# Model Training and Evalution

## LightFM Model

`lightfm` is an advanced matrix factorization library for
recommender systems. We are using it for its logistic loss
feature which has good performance on $[-1, 1]$ interaction
matrices.

In [1]:
import copy
import itertools
from pathlib import Path

import joblib
import lightfm
import lightfm.evaluation
import matplotlib.pyplot as plt
import numpy as np
import pandas as pd
import scipy as sp
import sklearn as sk
import sklearn.model_selection

import clean
import eval
import process
import train_test_split

N_THREADS = 16

### Cleaning

Here we remove duplicate reviews, merge identical breweries,
and other clean up operations before getting the final
interaction matrix.

In [2]:
raw_df = pd.read_parquet("raw-data.pq")

In [3]:
cleaned_df = clean.merge_similar_name_breweries(raw_df)
cleaned_df = clean.merge_brewery_ids(cleaned_df)
cleaned_df = clean.remove_dup_beer_rows(cleaned_df)
cleaned_df = clean.remove_null_rows(cleaned_df)
cleaned_df = clean.remove_duplicate_reviews(cleaned_df)

### Processing

We now get our training and testing split as well as
define functions to help us to optimize over hyperparameters.

In [4]:
int_matrix_trans = process.InteractionMatrixTransformer(cleaned_df)
# TODO: create pipeline that allows optimization of the creation
# of the interaction matrix.
matrix = int_matrix_trans.to_positive_negative(threshold=3.0)

In [5]:
splits = train_test_split.get_splits(matrix, 4565456)

In [6]:
a = np.unique(matrix.data, return_counts=True)
print(*(f"({value}): {count:,}" for value, count in zip(*a)))

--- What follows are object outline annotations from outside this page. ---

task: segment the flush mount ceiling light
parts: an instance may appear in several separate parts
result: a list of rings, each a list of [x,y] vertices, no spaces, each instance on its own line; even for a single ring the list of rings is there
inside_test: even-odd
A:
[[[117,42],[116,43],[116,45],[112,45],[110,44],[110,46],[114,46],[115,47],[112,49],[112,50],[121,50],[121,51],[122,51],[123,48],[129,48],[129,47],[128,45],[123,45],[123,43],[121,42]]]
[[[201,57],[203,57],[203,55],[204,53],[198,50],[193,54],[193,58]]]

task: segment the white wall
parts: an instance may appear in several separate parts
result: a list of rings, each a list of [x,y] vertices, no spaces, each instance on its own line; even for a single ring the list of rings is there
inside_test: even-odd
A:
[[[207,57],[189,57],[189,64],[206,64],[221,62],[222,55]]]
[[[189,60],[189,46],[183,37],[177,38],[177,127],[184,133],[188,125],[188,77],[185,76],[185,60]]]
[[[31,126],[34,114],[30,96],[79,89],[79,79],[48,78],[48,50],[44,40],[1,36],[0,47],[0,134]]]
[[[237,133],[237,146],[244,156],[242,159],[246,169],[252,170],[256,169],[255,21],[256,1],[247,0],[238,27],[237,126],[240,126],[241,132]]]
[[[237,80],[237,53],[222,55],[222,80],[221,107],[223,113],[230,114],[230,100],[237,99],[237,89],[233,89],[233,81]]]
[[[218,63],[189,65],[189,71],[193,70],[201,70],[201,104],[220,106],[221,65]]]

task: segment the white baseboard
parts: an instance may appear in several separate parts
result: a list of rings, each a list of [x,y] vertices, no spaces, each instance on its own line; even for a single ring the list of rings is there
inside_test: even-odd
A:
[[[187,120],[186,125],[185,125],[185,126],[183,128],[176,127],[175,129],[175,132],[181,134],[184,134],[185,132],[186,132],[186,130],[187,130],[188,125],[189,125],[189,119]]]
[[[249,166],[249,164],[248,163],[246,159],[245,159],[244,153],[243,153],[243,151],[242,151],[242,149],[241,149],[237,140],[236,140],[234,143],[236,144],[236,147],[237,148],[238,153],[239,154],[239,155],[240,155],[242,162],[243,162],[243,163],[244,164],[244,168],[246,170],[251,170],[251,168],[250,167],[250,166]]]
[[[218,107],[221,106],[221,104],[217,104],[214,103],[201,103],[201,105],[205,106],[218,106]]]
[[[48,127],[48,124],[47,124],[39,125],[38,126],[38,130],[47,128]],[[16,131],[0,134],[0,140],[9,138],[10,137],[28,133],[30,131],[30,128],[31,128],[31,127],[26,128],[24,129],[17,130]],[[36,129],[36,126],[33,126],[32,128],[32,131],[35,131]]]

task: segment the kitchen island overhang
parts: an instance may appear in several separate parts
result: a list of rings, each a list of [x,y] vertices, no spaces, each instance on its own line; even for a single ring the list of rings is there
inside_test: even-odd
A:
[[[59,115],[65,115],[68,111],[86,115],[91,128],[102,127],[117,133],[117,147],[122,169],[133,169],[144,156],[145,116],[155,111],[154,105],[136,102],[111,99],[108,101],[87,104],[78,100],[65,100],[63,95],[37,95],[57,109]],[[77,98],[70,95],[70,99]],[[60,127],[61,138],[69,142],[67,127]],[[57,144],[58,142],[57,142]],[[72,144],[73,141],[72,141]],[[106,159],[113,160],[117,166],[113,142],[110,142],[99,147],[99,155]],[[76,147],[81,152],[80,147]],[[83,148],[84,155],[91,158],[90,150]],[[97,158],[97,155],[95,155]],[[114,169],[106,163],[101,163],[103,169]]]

(-1): 119,565 (1): 1,446,939


In [28]:
def coo_submatrix(arr, i):
    return sp.sparse.coo_matrix(
        (arr.data[i], (arr.row[i], arr.col[i])),
        shape=arr.shape)
    
def score_model(estimator, X, X_train=None):
    """Get the negative MSE."""
    
    positive_X = coo_submatrix(X, X.data == 1)
    return eval.recall_at_k(estimator, positive_X, X_train)
    
def apply_split(matrix, split):
    data = np.asarray(matrix[split[:, 0], split[:, 1]]).squeeze()
    return sp.sparse.coo_matrix((data, (split[:, 0], split[:, 1])), shape=matrix.shape)

def grid_iter(grid_spec):
    for values in itertools.product(*grid_spec.values()):
        yield dict(zip(grid_spec.keys(), values))

def _validate_one(estimator, matrix_gen, splits, param, matrix_param):
    estimator.set_params(**param)
    X = matrix_gen.fit(**matrix_param)
    scores = []
    for train, validate in splits:
        train_matrix = apply_split(X, train)
        estimator.fit(train_matrix, num_threads=2)
        score = score_model(estimator, apply_split(X, validate), train_matrix)
        scores.append(score)
    return {**param, **matrix_param}, np.mean(scores)
    
def cross_validate(estimator, matrix_gen, parameters, matrix_parameters, splits):
    models = []
    scores = []

    parallel = joblib.Parallel(n_jobs=N_THREADS, mmap_mode="c")
    results = parallel(
        joblib.delayed(_validate_one)(
            estimator, matrix_gen, splits, param, mparam)
            for param in grid_iter(parameters)
            for mparam in grid_iter(matrix_parameters)
    )
    for model, score in results:
        models.append(model)
        scores.append(score)
    return scores, models

def save_model(filename, scores, parameters):
    with open(filename, "w") as fh:
        for score, param in zip(scores, parameters):
            fh.write(f"{score}: {str(param)}\n")

### Fit and Evaluate

We fit our model and evaluate its performance.

### Logistic loss

First we check the performance of the logistic loss.

In [9]:
params = {"no_components": np.arange(10, 31, 2)}
matrix_params = {"method": ["positive_negative"], "threshold": [2.0, 2.5, 3.0, 3.5]}
estimator = lightfm.LightFM()

In [4]:
fn = "logistic.data"
if not Path(fn).exists():
    scores, models = cross_validate(
        estimator,
        int_matrix_trans,
        params,
        matrix_params,
        splits)
    save_model(fn, scores, models)

### Look at $k$OS-WARP loss

Check the performance of the $k$OS-WARP loss.

In [9]:
params = {"no_components": np.arange(10, 31, 2), "loss": ["warp-kos"], "k": [1, 2, 3, 4, 5]}
matrix_params = {"method": ["zero_one"], "threshold": [1.5, 2.0, 2.5, 3.0]}

In [5]:
fn = "warp-kos.data"
if not Path(fn).exists():
    scores, models = cross_validate(
        estimator,
        int_matrix_trans,
        params,
        matrix_params,
        splits)
    save_model(fn, scores, models)

NameError: name 'cross_validate' is not defined

In [32]:
np.unique(hits, return_counts=True)

(array([ 0,  1,  2,  3,  4,  5,  6,  7,  8,  9, 10]),
 array([30637,  1642,   504,   234,   147,    83,    37,    29,    22,
           18,    10]))